On binden fazla cami, mescid, tekke, medrese, taş mektep ve sair vakıf binası yok edilmiş, satılmış, kiraya verilmiş, amacından başka işlerde kullanılmıştır.
Üsküdar Bülbül Deresindeki Dönmeler mezarlığına ilişilmemiştir ama binlerce tarihî İslam mezarlığı ve haziresi düzlenmiş veya büyük ölçüde tahrip edilmiştir.
Medreseler ve tekkeler kapatılmış, Ezan-ı Muhammedî okumak yasaklanmış, okuyanlara cani muamelesi yapılmış, en tabiî ve mâsum dinî hizmet ve faaliyetler suç sayılıp failleri ağır ceza mahkemelerinde yargılanmış, zindanlara atılmış, sürgünlere gönderilmiştir.
Artık o kara günler geride kalmıştır ama şirret egemen azınlıkların baskıları ve tehditleri devam etmektedir.
Lafı eveleyip gevelemeden söyleyeceğim… Sünnî Müslüman çoğunluk en az Marksistlere verilen kadar hürriyet istemektedir.
Haksız yere kapatılmış olan İslam Medreseleri tekrar açılmalıdır.
Tasavvuf tekkeleri tekrar açılmalıdır.
Müslümanların başlarına ehliyetli ve liyakatli bir İmam seçmelerine ve bu zata biat ve itaat etmelerine izin verilmelidir.
Şeriata bağlı olmak, Şeriat istemek suç sayılmamalı, tercihlerini Şeriattan yana koyan vatandaşlar tehdit edilmemelidir.

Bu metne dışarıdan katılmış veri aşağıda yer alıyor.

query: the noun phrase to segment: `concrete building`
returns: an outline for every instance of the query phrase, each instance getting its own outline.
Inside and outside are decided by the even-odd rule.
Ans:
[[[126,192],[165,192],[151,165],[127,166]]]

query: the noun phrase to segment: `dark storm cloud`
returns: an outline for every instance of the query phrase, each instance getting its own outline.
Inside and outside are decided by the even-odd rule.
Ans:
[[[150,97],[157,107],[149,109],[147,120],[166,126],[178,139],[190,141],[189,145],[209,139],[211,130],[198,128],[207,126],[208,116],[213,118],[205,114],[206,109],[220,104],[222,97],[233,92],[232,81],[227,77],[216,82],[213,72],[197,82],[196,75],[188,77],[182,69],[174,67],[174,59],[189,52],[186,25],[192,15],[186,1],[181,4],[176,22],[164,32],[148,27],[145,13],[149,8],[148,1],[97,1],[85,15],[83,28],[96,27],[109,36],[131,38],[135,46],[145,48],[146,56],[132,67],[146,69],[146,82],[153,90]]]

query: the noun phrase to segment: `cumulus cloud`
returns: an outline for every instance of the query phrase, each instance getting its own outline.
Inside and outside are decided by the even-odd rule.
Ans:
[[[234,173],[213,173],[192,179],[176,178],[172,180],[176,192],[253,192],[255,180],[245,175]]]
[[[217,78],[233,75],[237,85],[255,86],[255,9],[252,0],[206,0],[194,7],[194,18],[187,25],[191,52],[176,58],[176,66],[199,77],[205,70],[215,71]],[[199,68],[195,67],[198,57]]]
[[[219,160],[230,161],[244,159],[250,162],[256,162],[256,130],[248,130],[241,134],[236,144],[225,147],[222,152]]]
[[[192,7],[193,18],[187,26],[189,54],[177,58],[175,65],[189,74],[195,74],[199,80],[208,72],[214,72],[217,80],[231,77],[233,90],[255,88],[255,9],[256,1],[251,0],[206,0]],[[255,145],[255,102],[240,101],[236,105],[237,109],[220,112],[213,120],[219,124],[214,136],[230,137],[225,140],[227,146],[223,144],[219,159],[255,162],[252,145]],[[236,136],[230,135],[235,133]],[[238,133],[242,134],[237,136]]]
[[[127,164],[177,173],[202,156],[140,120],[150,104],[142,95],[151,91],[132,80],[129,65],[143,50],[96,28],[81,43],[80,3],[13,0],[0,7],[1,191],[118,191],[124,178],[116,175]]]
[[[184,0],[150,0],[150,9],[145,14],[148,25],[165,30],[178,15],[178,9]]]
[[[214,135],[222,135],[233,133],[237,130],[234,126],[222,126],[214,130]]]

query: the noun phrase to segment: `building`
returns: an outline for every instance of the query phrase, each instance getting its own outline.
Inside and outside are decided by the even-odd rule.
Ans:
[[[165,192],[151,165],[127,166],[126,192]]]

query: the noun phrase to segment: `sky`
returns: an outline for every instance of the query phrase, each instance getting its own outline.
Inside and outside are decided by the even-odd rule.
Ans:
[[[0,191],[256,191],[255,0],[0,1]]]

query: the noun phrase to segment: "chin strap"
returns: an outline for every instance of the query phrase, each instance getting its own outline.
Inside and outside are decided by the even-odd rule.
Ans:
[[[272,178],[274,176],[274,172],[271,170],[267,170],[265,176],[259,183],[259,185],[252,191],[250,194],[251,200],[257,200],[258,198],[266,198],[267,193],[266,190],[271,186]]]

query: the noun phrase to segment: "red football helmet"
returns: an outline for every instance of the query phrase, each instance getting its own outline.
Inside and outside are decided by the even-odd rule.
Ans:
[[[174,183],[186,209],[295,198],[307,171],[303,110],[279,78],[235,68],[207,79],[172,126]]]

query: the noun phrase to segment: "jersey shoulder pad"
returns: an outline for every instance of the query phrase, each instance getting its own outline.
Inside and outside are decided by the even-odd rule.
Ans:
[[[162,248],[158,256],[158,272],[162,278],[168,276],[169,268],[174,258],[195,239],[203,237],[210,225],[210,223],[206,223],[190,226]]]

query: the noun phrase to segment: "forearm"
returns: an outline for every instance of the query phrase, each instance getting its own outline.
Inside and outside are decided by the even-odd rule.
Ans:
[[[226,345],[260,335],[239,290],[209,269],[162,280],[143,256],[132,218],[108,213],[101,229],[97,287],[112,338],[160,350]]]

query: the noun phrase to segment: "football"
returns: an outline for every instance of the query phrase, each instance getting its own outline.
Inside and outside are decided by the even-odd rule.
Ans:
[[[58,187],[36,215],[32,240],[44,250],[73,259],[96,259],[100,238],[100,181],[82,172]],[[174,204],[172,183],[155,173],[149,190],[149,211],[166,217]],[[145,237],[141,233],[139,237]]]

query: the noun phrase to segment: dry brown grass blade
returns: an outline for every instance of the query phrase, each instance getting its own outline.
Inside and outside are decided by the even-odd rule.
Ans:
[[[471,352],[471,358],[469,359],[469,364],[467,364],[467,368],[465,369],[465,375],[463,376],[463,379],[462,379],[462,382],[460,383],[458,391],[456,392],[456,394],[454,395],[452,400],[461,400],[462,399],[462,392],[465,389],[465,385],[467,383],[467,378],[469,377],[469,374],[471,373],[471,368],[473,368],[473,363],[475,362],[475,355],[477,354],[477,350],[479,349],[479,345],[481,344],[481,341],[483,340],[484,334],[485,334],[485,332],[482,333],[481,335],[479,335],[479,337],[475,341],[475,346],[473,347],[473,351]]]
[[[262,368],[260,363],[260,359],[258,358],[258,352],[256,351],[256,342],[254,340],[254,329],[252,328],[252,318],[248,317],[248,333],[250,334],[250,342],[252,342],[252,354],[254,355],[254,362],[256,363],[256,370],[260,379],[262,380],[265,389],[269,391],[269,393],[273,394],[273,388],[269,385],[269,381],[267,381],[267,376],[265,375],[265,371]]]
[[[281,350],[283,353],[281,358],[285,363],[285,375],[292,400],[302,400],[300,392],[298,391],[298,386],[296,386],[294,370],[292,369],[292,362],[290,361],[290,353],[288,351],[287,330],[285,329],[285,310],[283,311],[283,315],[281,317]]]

Bendeniz bir Müslüman olarak en büyük alçaklığın din sömürüsü olduğunu açıkça ve defalarca yazmışımdır ama din istismarı yapılabilir diye çoğunluğun en temel, en tabiî haklarının kısıtlanmasını, ayaklar altına alınmasını asla kabul edemem.
(İkinci yazı)
İSTANBUL’UN NÜFUSU BEŞ MİLYONA İNDİRİLMELİDİR
1. İSTANBUL’UN nüfusu beş milyona indirilmelidir.
2. Şehrin civarındaki bütün inşaatlar durdurulmalıdır.
3. Beş milyonluk şehrin yüzeyinin üçte biri parklar, bahçeler, korular, havuzlar, hava alınacak alanlar ile doldurulmalıdır.
4. Suriçi İstanbul’daki bütün çirkin, çürük, iğrenç binalar yıkılmalı; milli kültüre, milli mimariye, milli sanata uygun evler mahalleler yapılmalıdır.
5. İstanbul’u bu hale getiren rantçı zihniyet tepelenmelidir.
6. İstanbul’un en şerefli mekânlarından birine dillere destan, en az on beş milyon kitaplık bir İstanbul Kütüphanesi kurulmalıdır.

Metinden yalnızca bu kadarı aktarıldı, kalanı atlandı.